From the Neuroimmunology Unit (L.C.-N., S.G.-P., J.C.-V., V.L., R.G., S.C., C.A., F.P.-M., B.C.), Polytechnic and University Hospital La Fe; Neurology Department (L.S.T.), University Hospital Dr Peset, Valencia, Spain; and Department of Neuroimmunology (H.L.), Center for Brain Research, Vienna, Austria.
Neurol Neuroimmunol Neuroinflamm. 2021 Mar 3;8(3). doi: 10.1212/NXI.0000000000000972. Print 2021 May 4.
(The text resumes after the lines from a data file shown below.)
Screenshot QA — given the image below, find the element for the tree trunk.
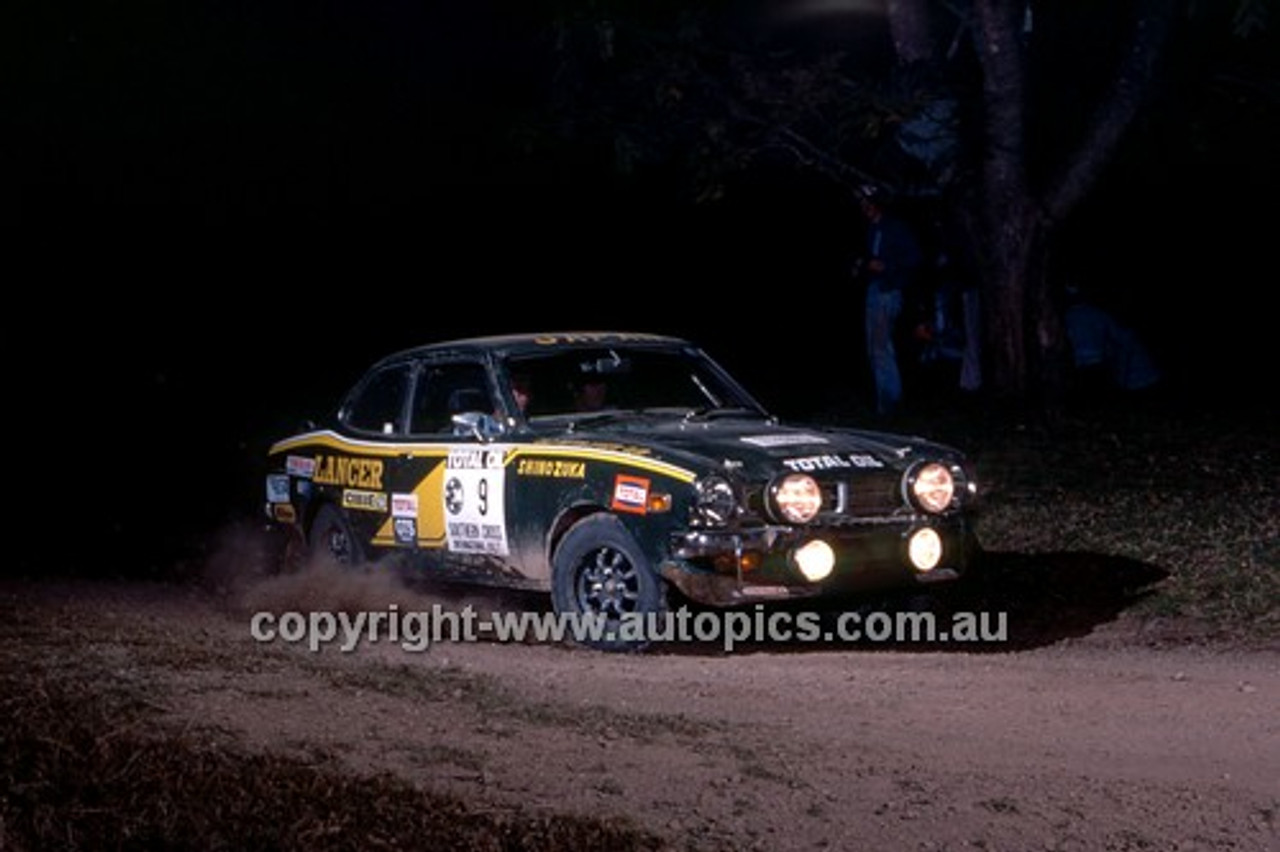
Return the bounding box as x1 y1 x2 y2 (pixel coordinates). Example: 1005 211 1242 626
1042 0 1179 222
1028 237 1069 424
973 0 1037 401
878 0 1181 415
967 0 1175 412
979 198 1042 400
Neurofilament light protein (NfL) and chitinase 3-like 1 (CHI3L1) are biomarkers for acute neuroaxonal damage and local inflammation, respectively. Thus, we set out to evaluate how these biomarkers were associated with clinical features of demyelinating diseases in parallel with the expression in brain autopsies from patients with similar disease stages, assuming their comparability.
NfL and CHI3L1 in CSF and serum CHI3L1 were assessed retrospectively in a cross-sectional cohort of controls (n = 17) and patients diagnosed with MS (n = 224), relapsing (n = 163) or progressive (n = 61); neuromyelitis optica (NMO, n = 7); and acute disseminated encephalomyelitis (ADEM, n = 15). Inflammatory activity was evaluated at the time of sampling, and CSF biomarker levels were related to the degree of inflammation in 22 brain autopsy tissues.
During a clinical attack, the CSF NfL increased in MS, NMO, and ADEM, whereas CHI3L1 was only elevated in patients with NMO and ADEM and in outlier MS patients with extensive radiologic activity. Outside relapses, CHI3L1 levels only remained elevated in patients with progressive MS. CHI3L1 was detected in macrophages and astrocytes, predominantly in areas of active demyelination, and its expression by astrocytes in chronic lesions was independent of lymphocyte infiltrates and associated with active neurodegeneration.
Both CSF NfL and CHI3L1 augment during acute inflammation in demyelinating diseases. In MS, CHI3L1 may be associated with low-grade nonlymphocytic inflammation and active neurodegeneration and therefore linked to progressive disease.
This study provides Class III evidence that CSF NfL and CHI3L1 levels increase in inflammatory brain diseases during acute inflammation.
神经丝轻链蛋白(NfL)和几丁质酶 3 样蛋白 1(CHI3L1)分别是急性神经轴索损伤和局部炎症的生物标志物。因此,我们着手评估这些生物标志物与脱髓鞘疾病的临床特征之间的关联,并与具有相似疾病阶段的脑尸检标本中的表达进行平行比较,假设它们具有可比性。
我们回顾性评估了一个对照组(n=17)和多发性硬化症(MS)患者(n=224,复发型 n=163,进展型 n=61)、视神经脊髓炎(NMO,n=7)和急性播散性脑脊髓炎(ADEM,n=15)患者的脑脊液(CSF)NfL 和血清 CHI3L1,同时评估了采样时的炎症活动,并将 CSF 生物标志物水平与 22 例脑尸检组织中的炎症程度进行了关联。
在临床发作期间,MS、NMO 和 ADEM 的 CSF NfL 增加,而 CHI3L1 仅在 NMO 和 ADEM 患者以及具有广泛影像学活动的 MS 患者中升高。在复发期之外,进展型 MS 患者的 CHI3L1 水平仍持续升高。CHI3L1 在巨噬细胞和星形胶质细胞中被检测到,主要存在于活跃脱髓鞘区,其在慢性病变中的表达与淋巴细胞浸润无关,且与活跃的神经退行性变相关。
CSF NfL 和 CHI3L1 均在脱髓鞘疾病的急性炎症期间增加。在 MS 中,CHI3L1 可能与低度非淋巴细胞炎症和活跃的神经退行性变有关,因此与进行性疾病有关。
本研究提供了 III 级证据,表明 CSF NfL 和 CHI3L1 水平在炎症性脑疾病的急性炎症期间升高。